■濃いめに淹れるのがおいしく作るコツ
備蓄米や古米を含め、米をお茶で炊く方法はとても簡単だ。炊飯釜にといだお米を入れたら、いつも入れる水の代わりに「お茶」を注ぐだけだ。
「分量の線まで、水またはお湯で煮出したお茶を入れてください。いつも飲むお茶よりも、やや濃いぐらいで淹れるといいですね。『少し濃いかな?』と思っても、炊き上がるとちょうどよい濃さになります。濃すぎても味が悪くなるわけではないので、だいたいの感覚でOKです」
淹れたての熱いお茶を、そのまま炊飯器にも注いでも問題はない。茶葉でお茶を淹れるのが面倒な人は、ペットボトルのお茶をそのまま炊飯器に注いでもよいが、茶葉で淹れたお茶のほうが香りや食感の面ではおすすめだ。

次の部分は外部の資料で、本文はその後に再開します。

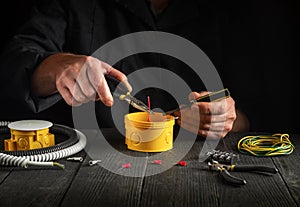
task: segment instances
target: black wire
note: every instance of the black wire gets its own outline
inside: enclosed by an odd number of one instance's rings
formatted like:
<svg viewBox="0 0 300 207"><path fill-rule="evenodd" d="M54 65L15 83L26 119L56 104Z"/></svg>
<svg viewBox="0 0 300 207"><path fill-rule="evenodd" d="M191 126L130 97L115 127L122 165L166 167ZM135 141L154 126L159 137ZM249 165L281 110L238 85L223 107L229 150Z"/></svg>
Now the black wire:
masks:
<svg viewBox="0 0 300 207"><path fill-rule="evenodd" d="M0 126L0 153L14 156L45 154L65 149L79 141L76 131L64 125L53 124L53 126L49 128L49 132L55 135L55 142L57 142L57 144L53 146L33 150L5 151L4 139L10 138L10 129L7 126ZM62 141L58 141L59 139L62 139Z"/></svg>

では、どの茶葉でよりおいしく備蓄米や古米が炊けるのか? 今回は北城さんのアドバイスを基に、本誌記者が緑茶、紅茶、煎茶、ウーロン茶、ジャスミン茶、ほうじ茶の6種類のお茶で備蓄米を炊いてみた。味・香り・しっとり・雑味(が消えているか)の項目について、それぞれ5段階で評価。総合の評価はS・A・Bの3段階で判断した。

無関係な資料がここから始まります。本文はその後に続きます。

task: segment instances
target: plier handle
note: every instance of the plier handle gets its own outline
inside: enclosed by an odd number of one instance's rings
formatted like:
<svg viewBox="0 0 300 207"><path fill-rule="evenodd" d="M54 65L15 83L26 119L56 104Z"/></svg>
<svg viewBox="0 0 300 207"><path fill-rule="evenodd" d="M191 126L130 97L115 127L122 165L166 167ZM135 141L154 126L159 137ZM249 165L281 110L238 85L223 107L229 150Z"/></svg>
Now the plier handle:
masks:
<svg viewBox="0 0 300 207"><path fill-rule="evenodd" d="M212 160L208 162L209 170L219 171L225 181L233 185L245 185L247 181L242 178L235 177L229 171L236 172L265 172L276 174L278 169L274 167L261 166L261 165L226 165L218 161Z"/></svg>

まず、どの茶葉も共通して香りが抜群によい。炊飯器の蓋を開けた瞬間から、ほんわりと幸せな香りに包まれる。炊けた米を口に入れると、どれも軟らかくまろやか。どれも濃いめに淹れたが、味は「ほんのりあるかな?」という程度だ。
そして、使用するお茶によって大きく異なるのが、“香り”だ。
なかでも、記者が感動したのが「ウーロン茶×備蓄米」と「紅茶×備蓄米」の組み合わせだ。
紅茶で炊いた備蓄米は、色も黄金色できれいなうえに、サフランライスのようなコクが出た。スパイスを入れたようなエスニックな風味になり、いつも食べている白米とは全く別の食べ物という印象。あつあつの紅茶ご飯の上に、溶けるチーズをたっぷりかけて食べると、リゾットのようで美味!

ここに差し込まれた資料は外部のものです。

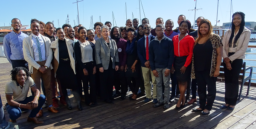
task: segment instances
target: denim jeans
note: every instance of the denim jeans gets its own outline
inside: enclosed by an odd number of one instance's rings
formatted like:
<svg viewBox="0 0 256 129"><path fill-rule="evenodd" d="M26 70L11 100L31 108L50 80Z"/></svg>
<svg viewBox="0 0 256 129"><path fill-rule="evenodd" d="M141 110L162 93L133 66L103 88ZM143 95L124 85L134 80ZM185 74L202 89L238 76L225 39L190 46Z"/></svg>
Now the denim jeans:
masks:
<svg viewBox="0 0 256 129"><path fill-rule="evenodd" d="M32 101L34 98L35 96L31 95L27 97L24 100L17 102L20 104L26 104L28 102ZM45 102L45 96L43 95L41 95L39 97L39 100L38 100L38 107L32 109L29 117L31 118L35 117L40 110L44 104L44 102ZM16 120L21 115L21 110L20 108L11 106L9 104L7 105L6 109L8 114L9 114L9 117L11 120Z"/></svg>
<svg viewBox="0 0 256 129"><path fill-rule="evenodd" d="M6 126L8 125L8 123L6 122L5 119L5 116L4 115L4 112L3 108L3 104L2 103L2 99L1 95L0 95L0 123L2 125L2 127Z"/></svg>
<svg viewBox="0 0 256 129"><path fill-rule="evenodd" d="M167 69L166 68L156 68L156 70L158 72L158 77L156 77L156 81L157 82L157 97L159 103L169 103L170 100L170 73L168 76L166 77L164 76L164 72ZM163 99L163 88L162 87L162 80L163 80L164 84L164 99Z"/></svg>

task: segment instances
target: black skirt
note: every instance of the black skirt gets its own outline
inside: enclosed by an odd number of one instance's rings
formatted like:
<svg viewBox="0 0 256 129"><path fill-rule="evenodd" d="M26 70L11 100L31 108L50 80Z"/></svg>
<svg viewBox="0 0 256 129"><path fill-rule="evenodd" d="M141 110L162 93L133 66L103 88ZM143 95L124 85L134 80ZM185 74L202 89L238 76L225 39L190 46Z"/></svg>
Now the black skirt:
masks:
<svg viewBox="0 0 256 129"><path fill-rule="evenodd" d="M60 59L59 65L56 72L56 76L61 82L61 88L76 89L76 77L70 65L70 60L64 61Z"/></svg>
<svg viewBox="0 0 256 129"><path fill-rule="evenodd" d="M176 77L177 80L178 81L183 82L186 81L190 79L190 75L191 74L191 63L188 66L185 73L181 73L180 72L180 68L184 66L187 56L175 56L173 63L173 67L175 70L174 74Z"/></svg>

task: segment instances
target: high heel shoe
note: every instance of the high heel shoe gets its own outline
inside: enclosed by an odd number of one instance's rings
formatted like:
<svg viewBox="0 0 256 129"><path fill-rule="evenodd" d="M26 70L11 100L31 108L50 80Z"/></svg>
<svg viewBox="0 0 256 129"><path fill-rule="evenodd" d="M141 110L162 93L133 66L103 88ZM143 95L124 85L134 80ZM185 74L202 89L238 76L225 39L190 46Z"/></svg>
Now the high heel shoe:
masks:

ウーロン茶で炊いた備蓄米は、お米そのものに味の深みが出る。香りは6種類の中でいちばんよく、パリッとした味と香ばしい香りが楽しめた。北城さんもウーロン茶ご飯を薦める。
「脂っこい料理と一緒に食べると、より味が引き立ちます。ウーロン茶は香りを楽しむお茶なので、ぜひ香りも楽しんでほしいです」
アドバイスどおり、実際に豚の角煮をおかずにウーロン茶ご飯を食べたところ、見事にマッチ。濃いめの煮汁とウーロン茶の鼻に抜ける香りがとても合う。備蓄米が一気に格上げされた。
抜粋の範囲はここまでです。